Materials Today Communications
Investigation of the effects of orientation on freeze/thawed Polyvinyl alcohol hydrogel properties
Graphical abstract
Introduction
As a biomaterial, hydrogel plays an important role in biomedical applications. Hydrogels have great potential to produce various type of products for wound care, hygiene products, tissue engineering and drug delivery [1]. Hydrogels proved to have the benefits of improving water retention ability and controlled drug release. PVA is a water-soluble synthetic polymer which can form highly swollen gels [2]. The network of Polyvinyl alcohol (PVA) polymer chains contain a large number of hydroxyl groups (−OH) that are responsible for the polymer’s hydrophilicity [3]. These hydrophilic side chains result in a structure capable of trapping water without dissolving in the polymer matrix [2]. Furthermore, the numerous hydroxyl groups present on the backbone of PVA hydrogel offers the possibility of attaching drugs and cell signalling molecules [4]. Therefore, PVA has been identified as a suitable candidate to be used for pharmaceutical applications in releasing biological and medical materials in a controlled way [5]. Yet, there are limitations for use for long-term biomedical applications as membranes or coatings for implantable devices [6].

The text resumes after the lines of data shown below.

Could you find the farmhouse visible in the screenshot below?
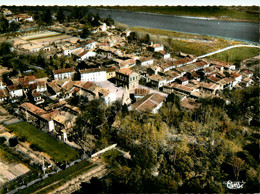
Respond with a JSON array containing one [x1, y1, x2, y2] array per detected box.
[[129, 93, 164, 113], [53, 68, 75, 80], [7, 84, 23, 98], [79, 68, 107, 82], [116, 68, 140, 90]]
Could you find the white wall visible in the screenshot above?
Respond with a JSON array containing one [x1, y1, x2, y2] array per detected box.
[[104, 92, 116, 106], [49, 120, 55, 132], [54, 72, 74, 80], [80, 71, 107, 82], [80, 51, 96, 60], [141, 60, 153, 66]]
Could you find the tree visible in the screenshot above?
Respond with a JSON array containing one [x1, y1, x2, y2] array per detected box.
[[43, 9, 53, 25], [0, 15, 9, 33], [80, 27, 90, 38], [0, 41, 13, 56], [127, 32, 137, 42], [105, 16, 115, 26], [57, 8, 65, 23], [229, 156, 245, 180], [166, 93, 180, 108], [143, 34, 150, 44]]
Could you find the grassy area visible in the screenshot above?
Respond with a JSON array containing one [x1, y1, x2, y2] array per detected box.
[[27, 33, 62, 41], [19, 160, 96, 194], [102, 6, 259, 21], [8, 122, 78, 162], [207, 47, 260, 63], [131, 27, 241, 56], [23, 69, 48, 79]]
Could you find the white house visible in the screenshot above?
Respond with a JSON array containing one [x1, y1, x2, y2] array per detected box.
[[99, 88, 116, 106], [7, 85, 23, 98], [32, 91, 44, 104], [63, 47, 83, 56], [77, 50, 97, 61], [36, 81, 47, 92], [139, 57, 153, 66], [149, 43, 164, 52], [79, 68, 107, 82], [24, 16, 34, 22], [53, 68, 75, 80]]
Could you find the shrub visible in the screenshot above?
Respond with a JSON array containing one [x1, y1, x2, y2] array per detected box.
[[9, 137, 18, 147], [30, 144, 42, 152], [0, 137, 6, 144]]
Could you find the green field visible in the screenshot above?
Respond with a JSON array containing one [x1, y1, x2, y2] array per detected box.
[[102, 6, 259, 21], [207, 47, 260, 63], [8, 122, 79, 163], [19, 160, 93, 194], [131, 27, 241, 56]]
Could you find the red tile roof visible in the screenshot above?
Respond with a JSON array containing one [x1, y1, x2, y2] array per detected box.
[[174, 57, 193, 65], [7, 85, 22, 92], [19, 75, 36, 83], [79, 68, 106, 73], [107, 67, 117, 73], [53, 68, 75, 74], [181, 98, 201, 110], [21, 102, 47, 116], [32, 91, 41, 98], [117, 68, 134, 75], [77, 50, 89, 57], [0, 88, 9, 98], [131, 93, 164, 111], [48, 82, 61, 93], [135, 88, 150, 96]]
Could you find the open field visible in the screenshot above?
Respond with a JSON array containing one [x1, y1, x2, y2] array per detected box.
[[8, 122, 78, 162], [102, 6, 259, 22], [0, 145, 30, 187], [19, 160, 93, 194], [131, 27, 244, 56], [0, 159, 30, 187], [21, 31, 61, 41], [209, 47, 260, 63]]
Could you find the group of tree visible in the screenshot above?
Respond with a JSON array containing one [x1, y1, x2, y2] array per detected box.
[[70, 87, 260, 193], [0, 15, 20, 33]]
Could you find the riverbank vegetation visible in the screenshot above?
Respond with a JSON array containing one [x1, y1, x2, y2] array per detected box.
[[130, 27, 244, 56], [19, 160, 93, 194], [97, 6, 259, 22], [75, 86, 260, 193], [207, 47, 260, 64]]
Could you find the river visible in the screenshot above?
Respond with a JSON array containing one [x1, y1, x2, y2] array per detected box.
[[90, 8, 259, 43]]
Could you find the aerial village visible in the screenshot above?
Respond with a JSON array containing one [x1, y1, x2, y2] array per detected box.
[[0, 6, 254, 190], [0, 7, 254, 144]]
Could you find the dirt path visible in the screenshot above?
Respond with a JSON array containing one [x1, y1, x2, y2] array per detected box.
[[35, 161, 107, 194]]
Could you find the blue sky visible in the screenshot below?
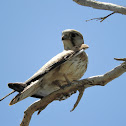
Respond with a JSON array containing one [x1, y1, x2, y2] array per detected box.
[[0, 0, 126, 126]]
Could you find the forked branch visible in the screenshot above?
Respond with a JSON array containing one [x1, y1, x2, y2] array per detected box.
[[73, 0, 126, 15]]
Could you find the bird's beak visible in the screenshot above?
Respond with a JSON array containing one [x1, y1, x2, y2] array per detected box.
[[80, 44, 89, 50], [62, 35, 69, 40]]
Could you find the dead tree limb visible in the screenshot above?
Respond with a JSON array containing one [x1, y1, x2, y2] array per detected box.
[[20, 58, 126, 126], [73, 0, 126, 15]]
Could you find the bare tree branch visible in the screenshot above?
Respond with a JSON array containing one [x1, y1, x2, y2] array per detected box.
[[20, 58, 126, 126], [73, 0, 126, 15], [86, 12, 115, 22]]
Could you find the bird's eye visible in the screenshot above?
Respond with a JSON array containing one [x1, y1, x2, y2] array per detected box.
[[71, 33, 76, 37]]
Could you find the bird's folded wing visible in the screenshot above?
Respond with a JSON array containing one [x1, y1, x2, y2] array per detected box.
[[9, 80, 40, 105], [9, 48, 83, 105]]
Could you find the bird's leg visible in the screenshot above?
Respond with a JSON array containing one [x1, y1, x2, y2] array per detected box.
[[70, 87, 85, 112], [63, 74, 71, 85]]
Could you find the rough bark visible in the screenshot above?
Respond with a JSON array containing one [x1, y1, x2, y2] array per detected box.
[[73, 0, 126, 15], [20, 58, 126, 126]]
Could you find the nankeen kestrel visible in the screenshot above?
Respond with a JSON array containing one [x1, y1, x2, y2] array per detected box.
[[0, 29, 88, 105]]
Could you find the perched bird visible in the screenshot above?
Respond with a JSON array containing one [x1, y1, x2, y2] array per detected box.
[[1, 29, 88, 105]]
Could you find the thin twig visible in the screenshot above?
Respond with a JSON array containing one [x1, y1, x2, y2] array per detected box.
[[86, 12, 115, 22]]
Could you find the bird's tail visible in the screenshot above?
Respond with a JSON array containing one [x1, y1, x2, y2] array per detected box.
[[0, 83, 26, 101]]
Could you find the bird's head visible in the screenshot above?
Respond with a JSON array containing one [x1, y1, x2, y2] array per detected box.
[[62, 29, 87, 50]]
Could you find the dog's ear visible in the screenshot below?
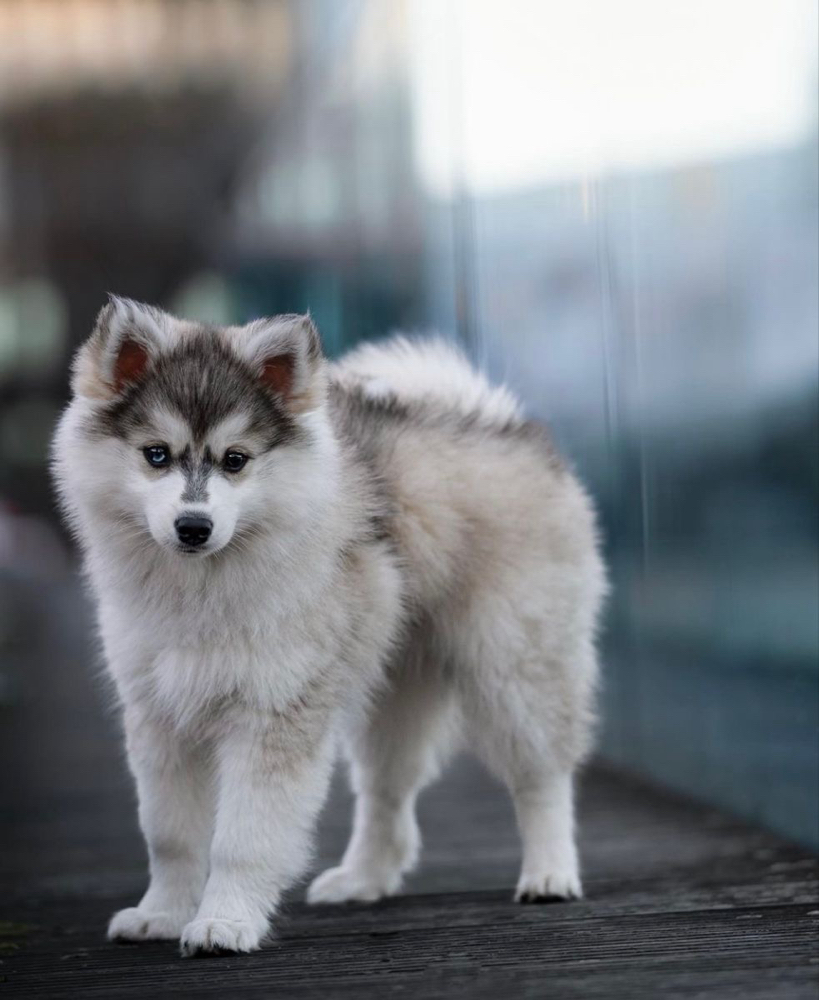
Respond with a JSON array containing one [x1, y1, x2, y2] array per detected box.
[[71, 295, 167, 399], [241, 315, 325, 413]]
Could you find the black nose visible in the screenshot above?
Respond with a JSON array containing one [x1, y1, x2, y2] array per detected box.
[[174, 514, 213, 547]]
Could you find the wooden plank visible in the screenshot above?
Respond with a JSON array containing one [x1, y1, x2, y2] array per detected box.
[[0, 584, 819, 1000]]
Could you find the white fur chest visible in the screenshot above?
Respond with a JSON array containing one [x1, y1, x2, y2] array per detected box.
[[95, 532, 348, 728]]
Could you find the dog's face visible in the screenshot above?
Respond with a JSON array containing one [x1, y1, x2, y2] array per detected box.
[[73, 299, 325, 559]]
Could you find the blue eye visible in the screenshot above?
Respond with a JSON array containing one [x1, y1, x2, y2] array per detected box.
[[223, 451, 247, 472], [142, 444, 171, 469]]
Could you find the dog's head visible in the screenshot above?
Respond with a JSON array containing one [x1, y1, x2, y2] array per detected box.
[[66, 298, 326, 558]]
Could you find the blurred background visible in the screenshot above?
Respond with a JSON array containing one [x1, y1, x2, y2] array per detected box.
[[0, 0, 819, 845]]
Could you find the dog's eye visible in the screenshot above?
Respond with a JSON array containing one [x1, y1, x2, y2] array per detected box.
[[224, 451, 247, 472], [142, 444, 171, 469]]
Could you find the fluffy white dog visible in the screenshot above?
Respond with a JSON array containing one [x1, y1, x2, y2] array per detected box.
[[49, 299, 605, 955]]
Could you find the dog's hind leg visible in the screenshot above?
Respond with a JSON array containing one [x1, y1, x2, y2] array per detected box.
[[463, 632, 594, 902], [307, 644, 453, 903]]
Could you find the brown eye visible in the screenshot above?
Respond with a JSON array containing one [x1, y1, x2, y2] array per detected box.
[[222, 451, 247, 472], [142, 444, 171, 469]]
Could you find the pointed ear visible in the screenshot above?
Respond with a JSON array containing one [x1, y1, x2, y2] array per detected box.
[[240, 315, 325, 413], [72, 295, 167, 399]]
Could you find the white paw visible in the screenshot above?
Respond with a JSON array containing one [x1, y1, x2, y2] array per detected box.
[[307, 865, 401, 904], [515, 871, 583, 903], [108, 906, 187, 941], [181, 917, 267, 958]]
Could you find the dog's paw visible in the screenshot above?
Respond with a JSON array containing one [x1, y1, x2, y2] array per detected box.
[[307, 865, 401, 904], [515, 872, 583, 903], [180, 917, 267, 958], [108, 906, 186, 941]]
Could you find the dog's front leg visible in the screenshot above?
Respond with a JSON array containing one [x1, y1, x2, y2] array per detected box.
[[108, 705, 214, 941], [182, 702, 332, 956]]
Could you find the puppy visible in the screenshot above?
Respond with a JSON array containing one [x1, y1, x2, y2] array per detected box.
[[53, 298, 605, 955]]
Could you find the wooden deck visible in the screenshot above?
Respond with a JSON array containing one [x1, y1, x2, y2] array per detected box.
[[0, 584, 819, 1000]]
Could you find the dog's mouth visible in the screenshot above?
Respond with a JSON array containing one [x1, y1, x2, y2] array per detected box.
[[175, 545, 213, 556]]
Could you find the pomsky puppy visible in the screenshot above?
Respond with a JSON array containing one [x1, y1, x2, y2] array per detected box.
[[53, 298, 605, 955]]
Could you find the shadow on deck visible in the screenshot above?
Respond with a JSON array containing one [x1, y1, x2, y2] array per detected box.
[[0, 584, 819, 1000]]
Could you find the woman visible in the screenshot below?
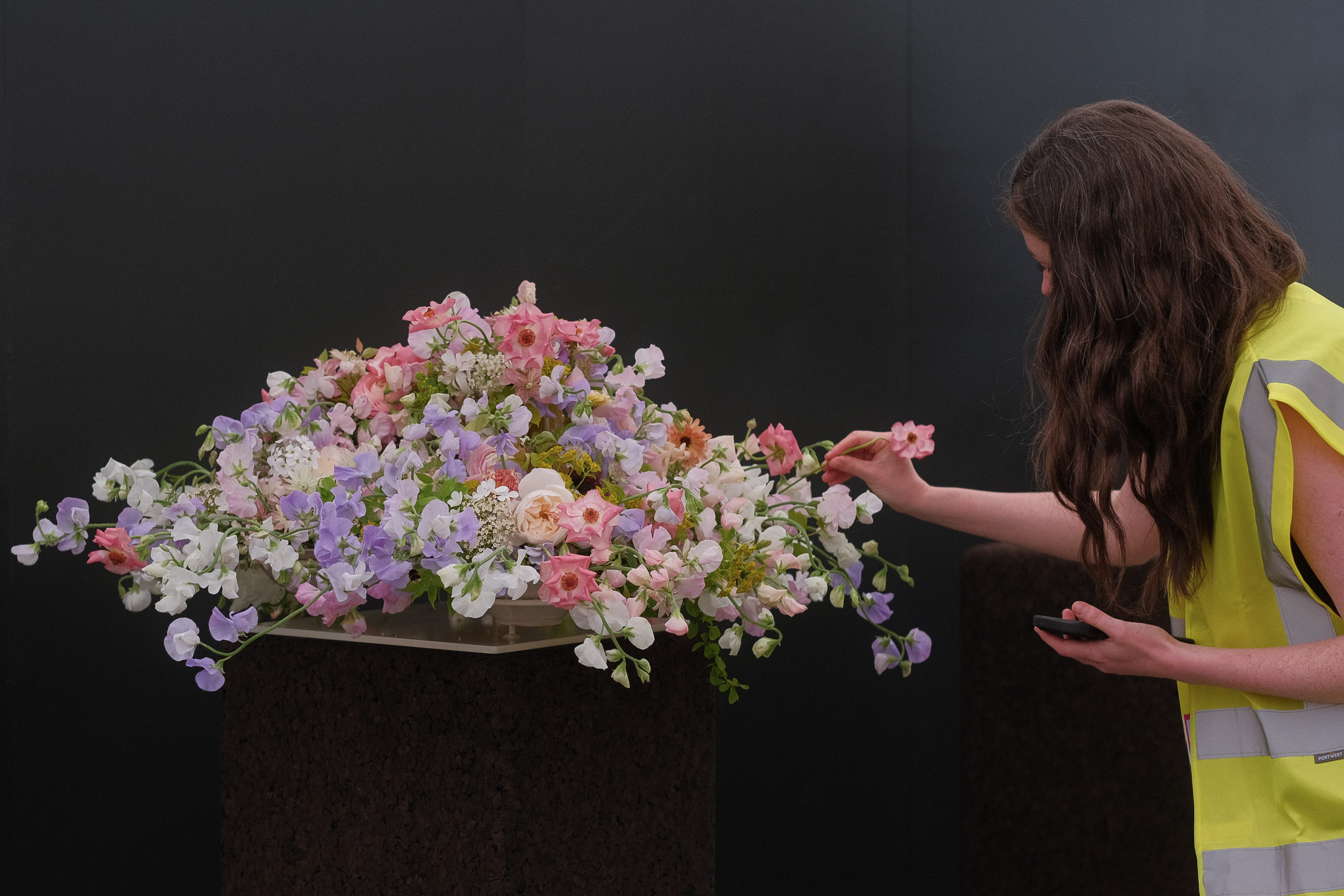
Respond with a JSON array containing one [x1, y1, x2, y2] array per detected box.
[[825, 102, 1344, 896]]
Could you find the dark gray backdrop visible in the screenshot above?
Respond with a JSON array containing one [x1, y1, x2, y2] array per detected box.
[[0, 0, 1344, 893]]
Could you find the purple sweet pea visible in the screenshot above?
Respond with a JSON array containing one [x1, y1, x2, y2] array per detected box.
[[402, 423, 429, 445], [164, 619, 200, 662], [421, 405, 462, 438], [280, 491, 323, 520], [855, 591, 891, 625], [56, 498, 89, 553], [360, 525, 411, 588], [313, 504, 359, 567], [238, 402, 280, 430], [211, 415, 243, 441], [332, 451, 380, 491], [872, 638, 900, 676], [187, 657, 224, 690], [117, 508, 155, 538], [906, 629, 933, 662], [614, 508, 648, 537], [164, 497, 206, 522], [210, 607, 257, 641], [831, 560, 860, 600]]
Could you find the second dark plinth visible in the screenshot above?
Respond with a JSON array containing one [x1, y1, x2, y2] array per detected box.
[[220, 635, 715, 896]]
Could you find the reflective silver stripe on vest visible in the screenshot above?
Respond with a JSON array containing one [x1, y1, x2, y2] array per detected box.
[[1241, 360, 1344, 643], [1199, 360, 1344, 763], [1204, 837, 1344, 896], [1195, 704, 1344, 759]]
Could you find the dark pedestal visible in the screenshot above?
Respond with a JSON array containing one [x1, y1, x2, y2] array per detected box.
[[961, 544, 1198, 896], [220, 635, 715, 896]]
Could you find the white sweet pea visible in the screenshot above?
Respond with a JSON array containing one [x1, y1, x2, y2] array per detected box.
[[266, 371, 297, 395], [719, 626, 742, 657], [853, 491, 882, 525], [538, 364, 564, 405], [121, 584, 153, 612], [164, 619, 200, 662], [462, 395, 489, 422], [574, 638, 606, 669], [624, 616, 653, 650], [751, 638, 780, 659], [634, 345, 667, 380], [687, 541, 723, 572], [817, 529, 863, 568], [695, 508, 715, 540]]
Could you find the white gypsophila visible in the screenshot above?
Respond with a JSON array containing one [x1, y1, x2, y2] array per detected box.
[[438, 352, 480, 392], [464, 482, 517, 549], [266, 435, 319, 481], [466, 355, 509, 392]]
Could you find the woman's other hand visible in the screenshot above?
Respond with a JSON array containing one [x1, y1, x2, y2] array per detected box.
[[821, 430, 929, 513], [1036, 600, 1189, 678]]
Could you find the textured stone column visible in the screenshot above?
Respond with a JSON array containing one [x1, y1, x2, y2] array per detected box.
[[220, 635, 715, 896]]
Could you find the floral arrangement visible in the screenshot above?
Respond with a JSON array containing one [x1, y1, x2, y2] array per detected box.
[[11, 281, 933, 701]]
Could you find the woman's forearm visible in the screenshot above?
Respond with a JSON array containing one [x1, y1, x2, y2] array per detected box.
[[1167, 638, 1344, 702], [900, 485, 1156, 564]]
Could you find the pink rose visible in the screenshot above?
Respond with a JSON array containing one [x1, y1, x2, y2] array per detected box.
[[555, 489, 621, 548], [758, 423, 802, 475], [402, 300, 462, 333], [491, 305, 555, 366], [891, 421, 933, 461], [539, 553, 597, 610], [87, 525, 145, 575]]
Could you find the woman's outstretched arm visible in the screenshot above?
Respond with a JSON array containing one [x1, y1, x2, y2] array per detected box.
[[821, 431, 1157, 565]]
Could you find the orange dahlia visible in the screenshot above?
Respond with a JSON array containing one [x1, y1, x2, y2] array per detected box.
[[668, 418, 710, 466]]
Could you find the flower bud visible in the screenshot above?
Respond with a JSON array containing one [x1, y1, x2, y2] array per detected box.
[[751, 638, 780, 659]]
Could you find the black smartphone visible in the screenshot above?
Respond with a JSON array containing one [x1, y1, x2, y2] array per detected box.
[[1032, 616, 1110, 641]]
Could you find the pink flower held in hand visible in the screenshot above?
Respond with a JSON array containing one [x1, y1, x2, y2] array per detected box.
[[891, 421, 933, 459], [555, 489, 621, 548], [89, 526, 145, 575], [758, 423, 802, 475], [538, 553, 597, 610]]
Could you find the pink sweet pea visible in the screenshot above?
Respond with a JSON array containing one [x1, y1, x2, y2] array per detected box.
[[555, 320, 602, 348], [89, 526, 145, 575], [491, 305, 555, 366], [402, 300, 462, 333], [758, 423, 802, 475], [500, 364, 542, 402], [538, 553, 597, 610], [555, 489, 621, 548], [891, 421, 933, 459]]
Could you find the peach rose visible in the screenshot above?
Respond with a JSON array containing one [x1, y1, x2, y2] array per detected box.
[[516, 467, 574, 544]]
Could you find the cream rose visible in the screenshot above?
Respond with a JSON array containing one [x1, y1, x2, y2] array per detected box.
[[317, 445, 355, 479], [516, 467, 574, 544]]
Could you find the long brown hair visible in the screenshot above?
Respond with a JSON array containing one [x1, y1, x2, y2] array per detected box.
[[1007, 101, 1305, 615]]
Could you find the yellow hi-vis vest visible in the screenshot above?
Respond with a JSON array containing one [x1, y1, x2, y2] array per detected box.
[[1171, 284, 1344, 896]]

Orientation can induce a uniaxial polymer chain alignment while maintaining sufficient porosity and water content (>95%). The stretched hydrogels are mechanically stronger and easier to handle than typical hydrogels of the same composition and dimensions [7]. In addition, they can induce alignment for cells seeded on or within the polymer matrix to increase cells adhesion, migration and orientation in the field of tissue regeneration. Wang et al. have investigated cells which are randomly oriented in non-stretched hydrogels. Under the effect of orientation, the growth of cells are aligned almost perpendicularly to the stretching direction [8]. Furthermore, the highly orientated hydrogels exhibit Hixson-Crowell drug release kinetics. This model is normally used to evaluate the dissolution rate and is proportional to the surface area of spherical particles or tablets. It interprets the drug release rate of immediate-release products [9].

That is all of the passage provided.